Expo 2015: Ploughing the Fields of Ideas

A gently rising landscape with a freely accessible surface and exhibition inside: The German Pavilion was one of the main attractions at Expo in Milan.

The Commissioner General of the German Pavilion, Dietmar Schmitz (r.) was delighted to welcome Angela Merkel. (Photo: Deutscher Pavillon)
The Commissioner General of the German Pavilion, Dietmar Schmitz (r.) was delighted to welcome Angela Merkel. (Photo: Deutscher Pavillon)

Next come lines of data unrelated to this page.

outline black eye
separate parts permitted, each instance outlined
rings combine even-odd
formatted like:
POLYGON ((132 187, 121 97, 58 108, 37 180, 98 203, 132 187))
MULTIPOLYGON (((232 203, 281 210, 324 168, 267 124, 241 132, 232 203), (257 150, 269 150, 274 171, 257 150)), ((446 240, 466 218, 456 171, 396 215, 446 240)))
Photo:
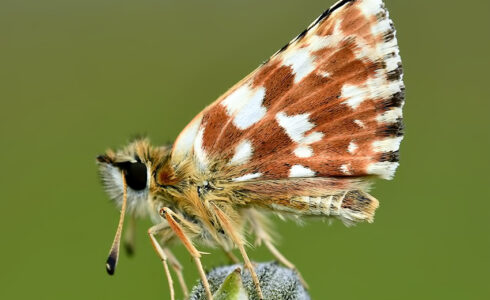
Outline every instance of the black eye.
POLYGON ((146 188, 146 166, 141 162, 123 162, 117 164, 117 166, 124 170, 126 176, 126 183, 128 186, 135 190, 141 191, 146 188))

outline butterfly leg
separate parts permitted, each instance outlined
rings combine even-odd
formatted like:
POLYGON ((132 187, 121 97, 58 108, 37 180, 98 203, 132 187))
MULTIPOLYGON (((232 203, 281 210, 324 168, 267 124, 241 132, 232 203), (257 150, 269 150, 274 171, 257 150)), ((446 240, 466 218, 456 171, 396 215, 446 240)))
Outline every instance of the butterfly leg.
POLYGON ((124 235, 124 248, 126 249, 126 253, 128 255, 134 254, 134 245, 135 243, 135 233, 136 233, 136 218, 131 216, 129 219, 129 226, 124 235))
POLYGON ((182 272, 182 265, 179 263, 175 255, 170 251, 169 248, 164 248, 163 252, 167 254, 168 261, 170 262, 170 266, 174 270, 175 274, 177 274, 177 279, 179 280, 180 288, 182 289, 182 293, 184 294, 184 298, 187 299, 189 297, 189 289, 187 289, 187 285, 185 284, 184 275, 182 272))
POLYGON ((167 276, 167 280, 168 280, 168 287, 170 289, 170 299, 175 300, 174 283, 167 264, 168 257, 165 251, 163 251, 162 247, 160 246, 160 243, 158 243, 157 239, 155 238, 156 234, 159 234, 161 231, 167 229, 168 227, 169 224, 167 224, 166 222, 152 226, 150 227, 150 229, 148 229, 148 235, 150 236, 150 241, 151 244, 153 245, 153 248, 155 249, 156 253, 160 257, 160 260, 162 261, 163 269, 165 270, 165 275, 167 276))
POLYGON ((250 225, 252 226, 252 229, 255 233, 255 236, 257 237, 257 244, 261 244, 262 242, 264 245, 267 247, 267 249, 270 251, 270 253, 286 268, 289 268, 293 270, 299 277, 299 280, 303 284, 305 288, 308 288, 308 284, 306 281, 303 279, 303 276, 301 273, 298 271, 296 266, 290 262, 277 248, 274 246, 272 237, 268 233, 267 230, 267 223, 266 220, 264 220, 263 216, 258 213, 257 211, 250 209, 248 210, 249 214, 249 222, 250 225))
MULTIPOLYGON (((168 207, 164 207, 164 208, 160 209, 160 216, 167 219, 167 222, 170 225, 170 228, 172 228, 175 235, 180 239, 182 244, 187 248, 187 251, 192 256, 194 263, 196 264, 197 270, 199 271, 199 276, 201 277, 202 285, 204 287, 204 290, 206 291, 206 295, 208 297, 208 300, 212 300, 213 294, 211 294, 211 289, 209 288, 209 282, 208 282, 208 279, 206 277, 206 273, 204 272, 204 268, 202 267, 202 263, 201 263, 201 252, 199 252, 196 249, 196 247, 194 247, 191 240, 184 233, 184 231, 182 230, 182 227, 180 226, 179 223, 177 223, 175 218, 177 218, 181 224, 185 224, 185 223, 189 223, 189 222, 185 221, 183 218, 180 218, 177 214, 175 214, 168 207)), ((190 227, 189 226, 190 224, 186 224, 186 225, 188 225, 186 227, 190 227)))
POLYGON ((248 258, 247 252, 245 251, 245 246, 242 237, 240 236, 239 233, 236 232, 236 230, 233 228, 232 222, 225 215, 225 213, 221 211, 221 209, 219 209, 217 206, 214 206, 214 211, 216 212, 216 217, 218 218, 221 226, 223 227, 223 230, 233 240, 233 242, 238 247, 238 250, 240 250, 240 253, 242 254, 243 257, 245 268, 247 268, 250 271, 250 275, 252 276, 252 280, 255 284, 257 296, 259 297, 259 299, 263 300, 264 295, 262 294, 262 289, 260 288, 259 277, 257 276, 257 273, 255 273, 255 269, 252 263, 250 262, 250 259, 248 258))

Many world exhibitions have made history. Sometimes, guests of state like German Chancellor Angela Merkel on 17 August give them a major boost. But often it is the countless little stories that happen on the periphery that make Expos so lovable. Hideo Fujii certainly has many a story to tell. The first world exhibition the Japanese visitor ever encountered was in his home country: the Osaka Expo in 1970. Since then he has been a big Expo fan. In Milan he happened to be the very first visitor to enter the German Pavilion on 1 May 2015. Half a year later, on 31 October, around three million people have already been inside the building and witnessed Germany’s approach to the Expo theme “Feeding the Planet. Energy for Life”. “We wanted to raise awareness, encourage people to explore the topic of human nutrition and take action themselves,” the German Pavilion’s Commissioner General Dietmar Schmitz describes the concept.

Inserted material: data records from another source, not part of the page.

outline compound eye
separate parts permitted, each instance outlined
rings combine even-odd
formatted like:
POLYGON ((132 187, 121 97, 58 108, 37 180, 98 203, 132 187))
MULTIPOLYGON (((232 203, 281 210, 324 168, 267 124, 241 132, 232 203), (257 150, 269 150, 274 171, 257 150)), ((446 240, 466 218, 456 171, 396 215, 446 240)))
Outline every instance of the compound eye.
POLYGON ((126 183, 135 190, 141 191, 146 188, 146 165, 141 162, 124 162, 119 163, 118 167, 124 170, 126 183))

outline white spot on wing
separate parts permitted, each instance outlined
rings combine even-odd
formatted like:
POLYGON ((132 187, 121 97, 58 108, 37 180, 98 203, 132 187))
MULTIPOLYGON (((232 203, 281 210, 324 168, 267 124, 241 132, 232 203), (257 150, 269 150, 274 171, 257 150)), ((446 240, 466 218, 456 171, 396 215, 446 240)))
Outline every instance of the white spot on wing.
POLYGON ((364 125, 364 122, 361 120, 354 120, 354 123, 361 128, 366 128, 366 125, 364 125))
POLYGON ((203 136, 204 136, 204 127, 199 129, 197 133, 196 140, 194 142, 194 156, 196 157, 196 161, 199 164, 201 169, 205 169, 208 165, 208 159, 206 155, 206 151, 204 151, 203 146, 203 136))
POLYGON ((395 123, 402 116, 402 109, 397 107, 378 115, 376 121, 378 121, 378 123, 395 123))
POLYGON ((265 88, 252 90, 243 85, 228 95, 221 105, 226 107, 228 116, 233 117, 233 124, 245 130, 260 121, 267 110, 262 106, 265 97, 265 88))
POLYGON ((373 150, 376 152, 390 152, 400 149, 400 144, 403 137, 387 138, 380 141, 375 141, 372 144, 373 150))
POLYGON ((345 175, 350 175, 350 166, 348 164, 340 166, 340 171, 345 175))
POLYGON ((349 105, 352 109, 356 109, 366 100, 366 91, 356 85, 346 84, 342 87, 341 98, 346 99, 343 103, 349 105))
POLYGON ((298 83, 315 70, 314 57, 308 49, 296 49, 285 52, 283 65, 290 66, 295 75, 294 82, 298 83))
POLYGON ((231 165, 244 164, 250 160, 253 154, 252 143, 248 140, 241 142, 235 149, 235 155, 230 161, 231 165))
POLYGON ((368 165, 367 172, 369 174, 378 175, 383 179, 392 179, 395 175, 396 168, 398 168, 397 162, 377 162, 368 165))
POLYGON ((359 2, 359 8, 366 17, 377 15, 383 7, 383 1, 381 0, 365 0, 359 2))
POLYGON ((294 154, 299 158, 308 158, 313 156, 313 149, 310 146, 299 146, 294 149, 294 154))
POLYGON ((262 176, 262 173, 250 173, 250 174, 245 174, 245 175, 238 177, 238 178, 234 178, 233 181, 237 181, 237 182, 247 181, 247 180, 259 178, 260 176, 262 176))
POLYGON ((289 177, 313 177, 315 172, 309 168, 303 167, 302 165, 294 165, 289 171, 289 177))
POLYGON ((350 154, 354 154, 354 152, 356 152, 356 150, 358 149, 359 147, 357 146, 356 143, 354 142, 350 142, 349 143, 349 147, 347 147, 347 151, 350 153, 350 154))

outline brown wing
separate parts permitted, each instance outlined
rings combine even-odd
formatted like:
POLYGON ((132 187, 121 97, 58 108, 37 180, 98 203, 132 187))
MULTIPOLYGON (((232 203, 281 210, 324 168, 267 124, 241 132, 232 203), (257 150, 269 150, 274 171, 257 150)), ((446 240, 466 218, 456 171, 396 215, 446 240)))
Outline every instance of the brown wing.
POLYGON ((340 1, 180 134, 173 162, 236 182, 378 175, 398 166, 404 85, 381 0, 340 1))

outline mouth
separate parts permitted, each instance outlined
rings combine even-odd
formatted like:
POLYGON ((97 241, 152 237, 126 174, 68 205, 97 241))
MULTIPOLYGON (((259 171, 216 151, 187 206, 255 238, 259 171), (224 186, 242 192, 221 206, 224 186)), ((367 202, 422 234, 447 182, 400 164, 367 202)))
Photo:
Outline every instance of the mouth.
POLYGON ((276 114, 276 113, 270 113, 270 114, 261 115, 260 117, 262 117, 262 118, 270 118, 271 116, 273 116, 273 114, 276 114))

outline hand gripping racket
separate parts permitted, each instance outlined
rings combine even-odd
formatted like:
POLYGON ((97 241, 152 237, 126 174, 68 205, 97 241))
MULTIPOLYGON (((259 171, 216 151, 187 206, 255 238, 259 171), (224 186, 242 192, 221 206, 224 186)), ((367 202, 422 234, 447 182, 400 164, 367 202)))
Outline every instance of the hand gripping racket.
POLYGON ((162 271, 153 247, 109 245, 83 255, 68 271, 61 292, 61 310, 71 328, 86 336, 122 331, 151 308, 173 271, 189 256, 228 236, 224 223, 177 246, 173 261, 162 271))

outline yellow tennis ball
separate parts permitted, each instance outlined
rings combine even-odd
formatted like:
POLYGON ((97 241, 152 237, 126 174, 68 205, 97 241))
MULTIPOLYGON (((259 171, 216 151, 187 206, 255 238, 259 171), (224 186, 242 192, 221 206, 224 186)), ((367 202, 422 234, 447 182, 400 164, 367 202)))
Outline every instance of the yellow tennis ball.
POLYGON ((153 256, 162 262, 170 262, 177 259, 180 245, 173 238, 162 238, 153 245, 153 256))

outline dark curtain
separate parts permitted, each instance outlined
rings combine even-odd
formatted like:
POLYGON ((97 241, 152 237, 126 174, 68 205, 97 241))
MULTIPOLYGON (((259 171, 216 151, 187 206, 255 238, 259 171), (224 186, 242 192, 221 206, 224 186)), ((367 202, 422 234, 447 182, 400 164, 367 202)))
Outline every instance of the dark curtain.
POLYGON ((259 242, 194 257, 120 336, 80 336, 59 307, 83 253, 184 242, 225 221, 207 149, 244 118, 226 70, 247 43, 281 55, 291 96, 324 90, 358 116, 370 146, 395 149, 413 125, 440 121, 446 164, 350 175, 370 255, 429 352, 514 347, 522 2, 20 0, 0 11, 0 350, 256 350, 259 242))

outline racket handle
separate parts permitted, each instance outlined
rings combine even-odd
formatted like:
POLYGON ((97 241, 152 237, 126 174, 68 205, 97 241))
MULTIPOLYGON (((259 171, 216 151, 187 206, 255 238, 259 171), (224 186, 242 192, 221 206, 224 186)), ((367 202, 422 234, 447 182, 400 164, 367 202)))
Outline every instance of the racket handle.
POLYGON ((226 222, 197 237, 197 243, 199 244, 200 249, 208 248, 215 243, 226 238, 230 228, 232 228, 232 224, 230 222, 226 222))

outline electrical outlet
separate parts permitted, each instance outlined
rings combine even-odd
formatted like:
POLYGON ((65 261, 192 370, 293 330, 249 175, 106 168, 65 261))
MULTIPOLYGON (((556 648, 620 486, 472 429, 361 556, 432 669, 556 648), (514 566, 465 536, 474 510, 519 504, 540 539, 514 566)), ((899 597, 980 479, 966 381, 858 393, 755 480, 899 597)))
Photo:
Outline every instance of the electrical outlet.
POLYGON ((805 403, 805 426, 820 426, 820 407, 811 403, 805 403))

The Pavilion took visitors on an entertaining journey through the basic elements of nature: soil, water, climate and biodiversity, all of which are important for human nutrition. It featured projects and ideas for preserving our natural resources to help secure our future food supply. “We offered visitors a wealth of information,” underlines Dietmar Schmitz. “And they could pick the topics they wanted to explore in depth.” Wherever they went in the “Fields of Ideas”, as the German Expo presence was titled, people found interactive stations to try out. At the entrance they received a SeedBoard – on the face of it a piece of cardboard you could open like a book, which turned out to be a multimedia-based exhibition guide. Visitors could use the playful tool to get more information on the exhibits and screens. In a surprising and humorous manner they could discover what people, initiatives and institutions in Germany are already doing in the spirit of the Expo theme.

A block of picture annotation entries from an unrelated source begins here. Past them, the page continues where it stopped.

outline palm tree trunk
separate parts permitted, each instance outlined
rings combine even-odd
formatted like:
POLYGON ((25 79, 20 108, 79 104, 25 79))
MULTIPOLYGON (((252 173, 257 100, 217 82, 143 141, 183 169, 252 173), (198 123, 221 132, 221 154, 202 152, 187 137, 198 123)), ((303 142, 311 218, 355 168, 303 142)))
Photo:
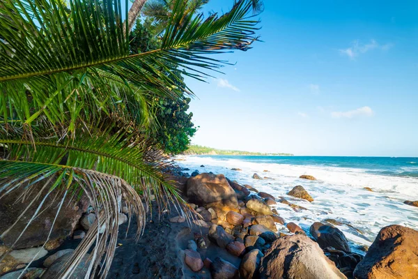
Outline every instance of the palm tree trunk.
POLYGON ((135 0, 134 1, 132 6, 131 7, 131 8, 129 10, 129 12, 127 13, 128 31, 130 31, 130 30, 132 29, 132 26, 134 25, 134 23, 135 22, 135 20, 137 20, 137 17, 138 17, 138 15, 141 12, 141 10, 142 10, 142 7, 144 7, 144 5, 145 4, 146 2, 146 0, 135 0))

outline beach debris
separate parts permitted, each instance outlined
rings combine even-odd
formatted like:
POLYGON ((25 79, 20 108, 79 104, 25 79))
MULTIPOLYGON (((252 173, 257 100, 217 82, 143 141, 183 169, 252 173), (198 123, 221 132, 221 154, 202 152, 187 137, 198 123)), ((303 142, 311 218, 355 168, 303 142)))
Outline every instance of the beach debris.
POLYGON ((201 259, 199 252, 191 250, 185 250, 185 262, 194 272, 203 268, 203 261, 201 259))
POLYGON ((244 279, 258 278, 261 257, 264 255, 258 249, 254 249, 244 255, 240 264, 240 276, 244 279))
POLYGON ((261 178, 261 176, 260 176, 257 174, 254 174, 253 176, 252 176, 252 178, 254 179, 263 180, 263 179, 261 178))
POLYGON ((348 241, 343 232, 331 225, 315 222, 311 225, 309 232, 323 249, 332 246, 336 250, 350 251, 348 241))
POLYGON ((380 229, 354 277, 366 278, 418 278, 418 231, 398 225, 380 229))
POLYGON ((316 179, 314 176, 312 176, 311 175, 301 175, 300 176, 299 176, 300 179, 308 179, 308 180, 316 180, 316 179))
POLYGON ((212 279, 235 279, 239 278, 238 269, 229 262, 217 257, 210 266, 212 279))
POLYGON ((318 244, 302 234, 280 237, 264 252, 260 277, 272 274, 277 278, 346 278, 318 244))
POLYGON ((306 199, 309 202, 314 202, 312 197, 311 197, 308 192, 307 192, 307 190, 300 185, 295 186, 289 191, 289 193, 288 193, 288 195, 299 199, 306 199))

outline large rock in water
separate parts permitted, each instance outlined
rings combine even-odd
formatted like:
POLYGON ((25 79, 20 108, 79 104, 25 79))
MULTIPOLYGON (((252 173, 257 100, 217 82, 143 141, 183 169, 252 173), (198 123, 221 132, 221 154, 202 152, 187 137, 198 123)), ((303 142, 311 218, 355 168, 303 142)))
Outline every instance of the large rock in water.
POLYGON ((310 202, 314 202, 312 197, 311 197, 307 190, 300 185, 295 186, 289 193, 288 193, 288 195, 300 199, 306 199, 310 202))
POLYGON ((273 242, 261 258, 260 276, 272 279, 346 278, 316 243, 301 234, 273 242))
POLYGON ((309 232, 323 249, 332 246, 342 251, 350 250, 346 236, 335 227, 315 222, 309 228, 309 232))
POLYGON ((380 229, 360 262, 358 279, 418 278, 418 232, 392 225, 380 229))
POLYGON ((190 202, 203 205, 229 200, 238 206, 237 195, 224 174, 203 173, 187 179, 187 194, 190 202))
MULTIPOLYGON (((30 195, 26 197, 24 202, 21 202, 20 199, 17 202, 19 196, 22 193, 20 190, 12 192, 1 198, 0 202, 0 220, 1 220, 0 234, 8 229, 16 221, 17 216, 20 216, 23 211, 29 207, 23 218, 17 222, 11 231, 1 239, 5 246, 10 247, 15 243, 17 236, 23 231, 28 221, 35 213, 40 199, 31 206, 29 206, 29 203, 33 199, 34 196, 42 190, 44 184, 38 183, 31 186, 33 188, 33 190, 30 195)), ((49 188, 47 187, 41 193, 41 197, 46 195, 49 190, 49 188)), ((60 197, 62 195, 56 197, 56 192, 54 192, 47 197, 42 209, 45 210, 41 209, 39 216, 32 221, 14 246, 14 249, 23 249, 43 245, 56 215, 61 202, 60 197), (48 205, 48 207, 45 205, 48 205)), ((55 221, 50 240, 65 239, 71 235, 82 215, 87 210, 88 202, 86 197, 83 196, 78 202, 75 202, 75 199, 71 199, 71 195, 68 195, 64 201, 55 221)))

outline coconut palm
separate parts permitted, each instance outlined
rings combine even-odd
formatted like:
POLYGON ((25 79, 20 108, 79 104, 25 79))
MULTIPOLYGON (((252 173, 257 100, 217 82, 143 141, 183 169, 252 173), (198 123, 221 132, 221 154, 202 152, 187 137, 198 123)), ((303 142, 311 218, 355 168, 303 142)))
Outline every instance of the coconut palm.
POLYGON ((137 220, 137 237, 151 194, 160 207, 183 210, 146 133, 155 96, 193 93, 163 73, 180 67, 204 80, 223 65, 209 54, 247 50, 257 40, 251 1, 238 1, 229 13, 207 19, 187 1, 172 4, 161 47, 139 54, 130 52, 127 5, 123 12, 120 0, 0 4, 0 199, 16 191, 20 200, 33 194, 30 205, 37 209, 26 228, 48 206, 48 196, 61 209, 68 197, 83 193, 98 216, 59 278, 70 277, 90 250, 87 276, 106 277, 122 199, 130 222, 137 220))

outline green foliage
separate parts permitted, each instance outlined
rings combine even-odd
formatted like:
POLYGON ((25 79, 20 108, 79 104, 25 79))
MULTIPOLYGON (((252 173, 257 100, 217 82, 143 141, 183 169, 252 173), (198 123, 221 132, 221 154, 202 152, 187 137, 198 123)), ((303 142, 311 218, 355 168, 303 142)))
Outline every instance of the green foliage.
POLYGON ((293 156, 293 154, 288 153, 261 153, 261 152, 249 152, 240 151, 238 150, 222 150, 216 149, 211 147, 202 146, 201 145, 190 145, 184 154, 187 155, 230 155, 230 156, 293 156))

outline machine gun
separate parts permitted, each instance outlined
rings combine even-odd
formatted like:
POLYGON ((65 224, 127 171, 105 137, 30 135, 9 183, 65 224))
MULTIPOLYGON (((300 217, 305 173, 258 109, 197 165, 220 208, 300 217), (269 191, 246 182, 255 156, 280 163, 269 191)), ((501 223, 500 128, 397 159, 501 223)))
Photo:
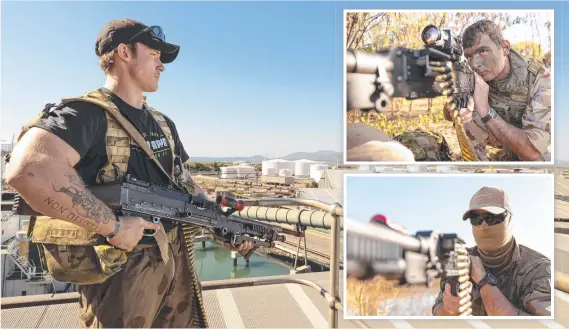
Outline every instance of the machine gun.
POLYGON ((478 161, 480 150, 471 145, 458 111, 466 108, 474 92, 474 73, 468 66, 460 36, 449 29, 426 26, 421 39, 424 49, 394 47, 377 53, 346 51, 347 108, 387 111, 392 97, 408 100, 448 96, 445 107, 453 122, 462 158, 478 161))
POLYGON ((348 275, 367 279, 379 274, 428 287, 441 278, 450 284, 452 295, 461 297, 461 315, 472 313, 470 259, 456 234, 419 231, 409 236, 370 223, 345 220, 344 225, 348 275))
MULTIPOLYGON (((274 247, 275 241, 285 241, 284 235, 279 233, 289 233, 279 226, 232 215, 243 210, 242 201, 219 195, 213 202, 203 196, 140 181, 129 174, 119 183, 93 185, 88 190, 120 215, 142 217, 153 223, 167 219, 198 225, 233 245, 251 241, 254 246, 274 247), (227 210, 223 210, 223 207, 227 210)), ((9 210, 9 206, 8 202, 3 202, 2 210, 9 210)), ((14 197, 11 210, 15 215, 42 215, 18 194, 14 197)), ((153 236, 155 233, 145 230, 144 235, 153 236)))

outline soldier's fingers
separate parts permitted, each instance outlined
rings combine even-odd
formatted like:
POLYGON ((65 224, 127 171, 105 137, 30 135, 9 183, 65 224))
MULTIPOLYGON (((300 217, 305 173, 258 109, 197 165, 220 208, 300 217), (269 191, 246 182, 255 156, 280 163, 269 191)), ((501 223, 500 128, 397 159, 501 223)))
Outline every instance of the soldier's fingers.
POLYGON ((466 103, 466 107, 471 111, 474 111, 474 98, 472 96, 468 96, 468 102, 466 103))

Hideo Fujii from Japan shows his cap: He was the first visitor of the award-winning German Pavilion. (Photo: Deutscher Pavillon)
Hideo Fujii from Japan shows his cap: He was the first visitor of the award-winning German Pavilion. (Photo: Deutscher Pavillon)

At the end of the world exhibition the German Pavilion will be dismantled. The lightweight construction with reduced materials was intended as a temporary building from the start. “800 tonnes of steel will be melted down for future re-use elsewhere,” says Dietmar Schmitz. “So we will give things and materials to others for further use.” The computers will go to the Goethe Institute in Italy, the clothing to the Red Cross unless the Pavilion staff want to keep it as a souvenir. The employed wood will also be recycled. And what will happen to the staff members of the “German House”? Some already work for the Pavilion operator Messe Frankfurt or were granted leave by their employers specially for their time in Milan. Others will continue their studies or have been taken on. “In the past most of our staff found a good solution,” says Dietmar Schmitz. “Working for Expo strengthens your personality and is good for your CV.” Some people may join us again for future Expos. And there they may again meet globetrotter Hideo Fujii from Japan.